Recognising concussion

Signs and symptoms of concussion in sport can be non-specific and subtle. Any knock to the head should be treated as a suspected concussion.

The Sport Concussion Assessment Tool helps organisations to assess concussion with 22 possible symptoms.

Concussion and post-concussion effects

Both concussion and post-concussion effects vary. They may include headaches, balance problems, light and noise sensitivities. Post-concussion effects can also include anxiety and depression.

Persistent post-concussion symptoms affect around ten per cent of people who have experienced a concussion.

A growing body of evidence shows that concussion can accelerate aging of the biological brain by as much as three decades and has been linked to neurodegenerative diseases, including chronic traumatic encephalopathy (CTE).

How your club’s concussion liability is assessed

If your club finds itself in court, your policies and implementation of these policies will be assessed for negligence. If negligence is found, it will need to be proven that that negligence caused the injuries.

It needs to be proven that the risk of injury was foreseeable at that time. Following the 4th International Conference on Concussion in Sport held in Zurich in 2012, there is enough evidence to show the impacts of concussion. This means your club must recognise the risk associated with concussion and ensure you take every precaution to mitigate it.

How sports organisations can manage their duty of care for concussion

Sports organisations are obligated under legislation, including the Work, Health and Safety Act 2011, to ensure no participant is put at risk from sports activities so far as reasonably practicable.

Here are some of the ways your club can ensure its duty of care in concussion management:

Policies and procedures

Develop, review, and update policies and procedures to manage concussion risks and hazards. Your concussion management policy should include removing players with suspected concussion from play for medical assessment. Adults should not return to play that same day. Children and youth with concussion should be excluded for 14 days. Concussed players should only return with medical clearance.

Clear communication of these policies is important alongside documented concussion awareness education. By educating all stakeholders in your club, including players and parents, on concussion and the associated issues, it provides the opportunity for players and parents to provide informed consent to participating in a contact sport where concussion is a risk.

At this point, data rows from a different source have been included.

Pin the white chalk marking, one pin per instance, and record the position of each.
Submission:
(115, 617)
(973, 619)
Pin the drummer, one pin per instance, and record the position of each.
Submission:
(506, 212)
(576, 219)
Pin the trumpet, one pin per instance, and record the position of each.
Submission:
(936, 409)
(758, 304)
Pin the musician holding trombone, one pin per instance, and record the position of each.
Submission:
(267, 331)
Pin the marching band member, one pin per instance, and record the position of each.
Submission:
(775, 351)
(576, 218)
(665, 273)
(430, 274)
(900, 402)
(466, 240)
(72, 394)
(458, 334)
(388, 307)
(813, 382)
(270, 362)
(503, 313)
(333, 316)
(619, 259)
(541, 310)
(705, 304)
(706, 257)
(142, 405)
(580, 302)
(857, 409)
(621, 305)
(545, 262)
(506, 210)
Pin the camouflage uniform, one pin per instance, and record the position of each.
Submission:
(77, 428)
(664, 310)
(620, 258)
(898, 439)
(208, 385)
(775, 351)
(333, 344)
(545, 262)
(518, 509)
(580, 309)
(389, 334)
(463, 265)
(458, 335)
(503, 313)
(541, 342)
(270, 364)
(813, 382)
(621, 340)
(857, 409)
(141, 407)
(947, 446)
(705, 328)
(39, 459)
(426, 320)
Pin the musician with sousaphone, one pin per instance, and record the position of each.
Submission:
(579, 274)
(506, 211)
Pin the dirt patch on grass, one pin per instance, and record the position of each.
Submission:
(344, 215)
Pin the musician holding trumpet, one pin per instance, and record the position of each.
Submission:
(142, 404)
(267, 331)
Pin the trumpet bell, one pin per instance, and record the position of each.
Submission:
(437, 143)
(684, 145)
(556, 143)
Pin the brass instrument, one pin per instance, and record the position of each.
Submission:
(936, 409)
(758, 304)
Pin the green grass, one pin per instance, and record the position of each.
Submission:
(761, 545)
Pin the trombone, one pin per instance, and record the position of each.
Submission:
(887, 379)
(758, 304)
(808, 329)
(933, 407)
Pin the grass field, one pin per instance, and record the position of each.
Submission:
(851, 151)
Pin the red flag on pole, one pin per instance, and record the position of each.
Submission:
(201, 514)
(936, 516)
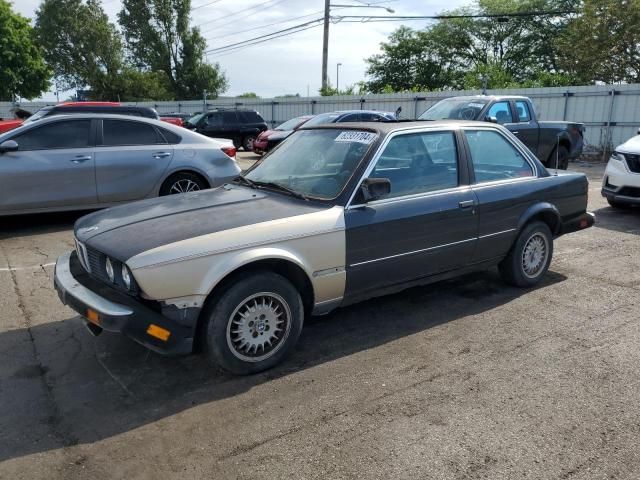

Be proactive in the implementation of your concussion policy. Sports bodies are ensuring concussion policies are followed at a local level. In 2017 the NRL issued three fines to local clubs totaling more than $350,000 AUD for breaches of the NRL’s concussion management policies.

If you are unsure of whether a player has sustained a concussion, follow the principle ‘If in doubt, sit it out.’

Rule changes and personal protective equipment (PPE)

Keep up to date with rule changes from sports bodies and ensure you implement and consult with your club community on these changes. Rugby Union lowered the legal tackle height worldwide in 2019. Reports show this led to a 28 per cent drop in concussions.

Consider the supply of appropriate PPE or ensure your policies show players must play with PPE such as mouthguards or headgear. While there is no current evidence that such equipment protects against concussion, it’s important to implement every safeguard opportunity.

Develop first aid and emergency plans for head injuries

Ensure you have the appropriate first aid and emergency plans documented. On-site ensure there’s relevant first aid equipment in sufficient amounts, alongside firstaiders trained in concussion recognition and management.

If a concussion or suspected concussion occurs, document the event in detail and safely store it for possible future reference.

Insurances

Some sports organisations stop at public liability, but at PTW we prefer to err on the side of caution. When it comes to insuring your sports organisation we encourage you to consider have a trusted legal adviser review your suite of policies to make sure it matches the requirements of all stakeholders now and in the future.